TheHomelessHero said:
2. Why do you feel most modern RPGs such as Mass Effect, TES V: Skyrim, and Dragon Age remove any real randomness (outside of loot drops)?
One of these things is not like the others (in that it relies heavily on RNG effects).
Niggling point aside, it goes back to the fact that cRPGs grew out of pen and paper RPGs which, being exercises of the imagination rather than actual user experiences, use dice to model the limitations of character's abilities. Since modern video games can model environments quite convincingly, it's no longer necessary to simulate these kinds of effects with abstract probability. I don't need to roll to determine whether my archer hits the goblin with his arrow when I can actually see whether my arrow lands or target or not.
What is lost, I suppose, is some of the actual role playing. How well Commander Shepard shoots is not determined by his or her own abilities (which in an old school RPG would be abstracted into stats) but by those of the player. In this regard, Commander Shepard is less an independent character and more an avatar or extension of the player in the same way as Marcus Fenix or any other video game character who theoretically has a "character" of their own but really just exists to serve as a medium between player and game.
Is this bad? Not necessarily.. I think there's an unhealthy element of nostalgia-blinded grognardism in the relentless demand for old school RPGs, and I think people often forget too quickly quite how tedious a lot of those games actually were to play. But clearly there's a market here somewhere which is not being adequately satisfied. Planescape Torment may be rightly remembered as one of the best RPG storylines of all time, but seriously.. go back and actually play it, because I think you'll find that the actual gameplay is often punishingly dull.
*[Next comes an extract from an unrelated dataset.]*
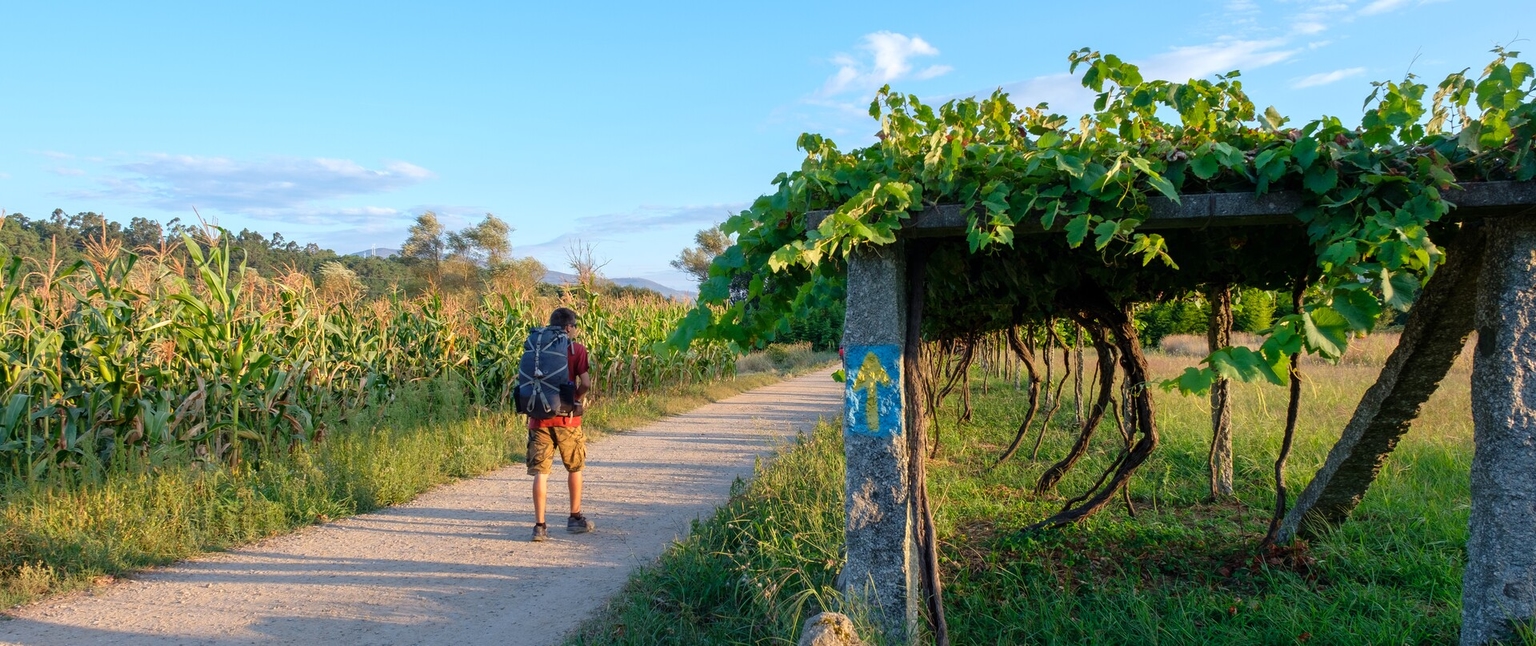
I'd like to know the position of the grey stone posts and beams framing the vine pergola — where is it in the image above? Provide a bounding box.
[808,181,1536,641]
The other thing is that, thanks to World of Warcraft, MMOs have really taken up that stat-focused RNG-based gameplay model, and a lot of them do it very well. Furthermore, the kinds of persistent worlds used in MMOS are simply a better environment for that model, because in a single player game any idiot can save scum their way through to the best result. I remember spending hours in Fallout as a kid making endless pickpocket attempts despite having invested nothing into pickpocket and simply reloading like a ***** whenever I failed, which isn't the intended effect or any meaningful form of roleplaying. An RNG is intended to test your ability to manage risk (which I now absolutely love in games, and feel is too often neglected in favor of a relentless and constant system of churning out empty reward) and to force you to behave in line with your characters actual abilities for fear of fucking things up, but in truth outside of a persistent world it's only really a test of of your ability to mash quickload.